Ron said, "I can't believe there are still people who want to kill muggle-borns." He shook his head.
"Sterilization is more than plenty."
Harry jerked, and stared at Ron.
Hermione said, "Sterilization?"
Ron nodded. "Some people want to have a breeding program, but that seems even worse to me, you know? If anti-miscegenation laws aren't enough, though I think they are, muggle-born just shouldn't have children."
Hermione said, "Did you just say what I think you just said?"
"Hmm?"
"Ron, you're a blood-purist?"
Ron patted her shoulder. "Don't be so angry. It's nothing personal. We have to do something.

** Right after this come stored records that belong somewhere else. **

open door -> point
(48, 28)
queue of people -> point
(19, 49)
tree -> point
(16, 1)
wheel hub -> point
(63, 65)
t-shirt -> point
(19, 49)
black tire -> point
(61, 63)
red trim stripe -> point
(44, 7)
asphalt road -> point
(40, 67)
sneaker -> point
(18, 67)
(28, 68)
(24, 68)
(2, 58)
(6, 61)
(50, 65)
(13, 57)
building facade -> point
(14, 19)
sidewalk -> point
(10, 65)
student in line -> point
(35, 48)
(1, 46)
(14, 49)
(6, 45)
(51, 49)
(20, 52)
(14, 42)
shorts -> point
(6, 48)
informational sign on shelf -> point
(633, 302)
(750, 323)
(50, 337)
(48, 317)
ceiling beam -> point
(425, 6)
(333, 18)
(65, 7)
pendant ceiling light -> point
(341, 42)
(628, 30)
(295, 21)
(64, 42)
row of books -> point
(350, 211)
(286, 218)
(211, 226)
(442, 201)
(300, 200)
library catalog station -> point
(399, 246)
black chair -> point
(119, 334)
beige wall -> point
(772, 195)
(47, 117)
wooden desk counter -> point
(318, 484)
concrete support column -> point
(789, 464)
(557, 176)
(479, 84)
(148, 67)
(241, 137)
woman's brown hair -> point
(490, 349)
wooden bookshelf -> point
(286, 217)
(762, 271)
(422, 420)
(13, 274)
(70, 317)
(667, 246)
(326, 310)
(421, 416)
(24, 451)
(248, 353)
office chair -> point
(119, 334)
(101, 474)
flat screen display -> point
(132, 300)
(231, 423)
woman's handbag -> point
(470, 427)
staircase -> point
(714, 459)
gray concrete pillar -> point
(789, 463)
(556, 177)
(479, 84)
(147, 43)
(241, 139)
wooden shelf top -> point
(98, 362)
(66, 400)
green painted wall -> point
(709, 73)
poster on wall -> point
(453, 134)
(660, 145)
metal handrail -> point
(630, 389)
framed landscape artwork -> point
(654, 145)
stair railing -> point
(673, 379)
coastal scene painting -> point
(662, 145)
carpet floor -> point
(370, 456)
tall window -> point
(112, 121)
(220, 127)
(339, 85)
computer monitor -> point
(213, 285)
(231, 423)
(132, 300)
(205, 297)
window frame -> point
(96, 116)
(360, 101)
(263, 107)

I wish it weren't true."
"What the hell?" said Hermione.
All Harry knew about blood-purism was that Voldemort had been a blood-purist, and various offhand comments he'd heard older students make about Slytherins. There weren't any blood-purists in Gryffindor, and Ron certainly couldn't be one. So Harry said, "Ron, are you still confused?"
Ron said, "It's like with any hybrids. Like mules. Breeding with muggle-borns reduces fertility. That's why there are fewer wizards than there used to be, and the muggle-born surge will only make it worse. We could go extinct. And it lowers magical power. The great wizards of old could fight a hundred wizards at once. Not even Dumbledore could do that now."
Hermione said, "You think I ought to be sterilized or become some pureblood's sex slave?"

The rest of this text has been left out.